Si l’influence du scientisme (évoquant le rationalisme des faits) peut être une des raisons de l’effritement de la symbolique en Occident, la question se pose autrement les sociétés traditionnelles. En effet, dans la société gabonaise, il y a coexistence de deux mondes : un monde « rationnel » et un monde « irrationnel », une pensée symbolique et une pensée rationnelle. A certains moments et sur certains plans, il existe une la prédominance du monde symbolique. A cet effet, y aurait-il une prédominance de la pensée symbolique dans ces sociétés traditionnelles au détriment de la pensée objective ou scientifique ? Alors quel rôle joue la fonction symbolique ou plus précisément les croyances traditionnelles dans la société gabonaise ? Pourquoi, en cette fin du XX ème siècle et début du XXI ème siècle, les progrès de la science n’ont pas détourné les Gabonais de l’influence de la symbolique ?

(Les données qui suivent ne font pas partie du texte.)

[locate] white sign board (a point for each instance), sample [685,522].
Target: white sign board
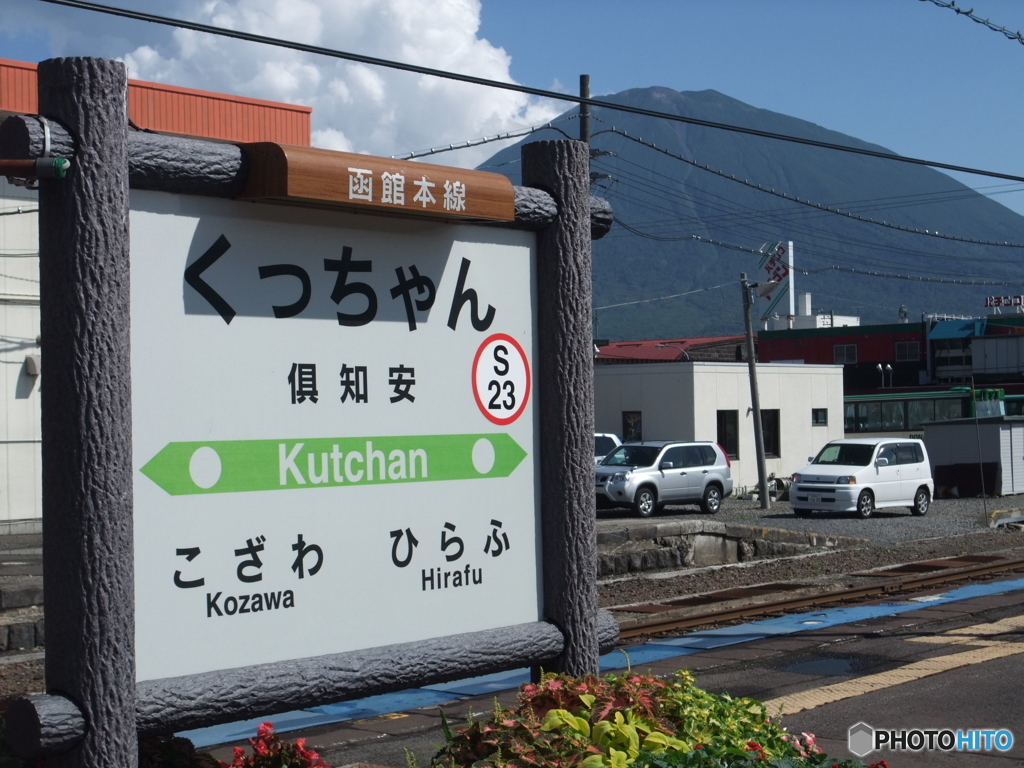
[334,431]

A partir des données anthropologiques recueillies sur les sociétés traditionnelles canaques, M. Leenhardt (1947) 140 a permis de comprendre le fonctionnement de leur pensée, en définissant culturellement les différentes formes de l’activité symbolique, comme les mythes, les traditions, les croyances, les rites (sens restreint) dont le rôle est d’attribuer un sens au monde. Pour cet auteur, la pensée des canaques offre un modèle par rapport à la pensée occidentale. De ce fait, le sens des comportements s’explique au travers des mythes qui les déterminent, permettent d’appréhender le monde, de se diriger, de diriger, de se reconnaître soi-même en eux-mêmes. Dans ce sens, toute pensée comporte un « aspect rationnel » et un « aspect irrationnel ». Selon les circonstances, un aspect peut prendre le dessus sur l’autre. Comment comprendre la prédominance de l’aspect symbolique ou de l’irrationnel dans les sociétés traditionnelles ?

Notes
137.

Nadia Mohiat-Navet, Les thérapies traditionnelles dans la société Kabyle. Paris, L’Harmattan, 268 p.

138.

Ali Ouattah, Ethnopsychiatrie maghrébine. Représentations et thérapies traditionnelles de la maladie mentale au Maroc. Paris, L’Harmattan, 1993, 268 p.

139.

Georges Dimy Tchetche, Thérapies familiales et contextes socio-culturels en Afrique noire. Paris, L’Harmattan, 1998, 270 p.

140.

MauriceLeenhardt, Do kamo. La personne et le mythe dans le monde mélanésien, Paris, Gallimard, 1947, 259 p.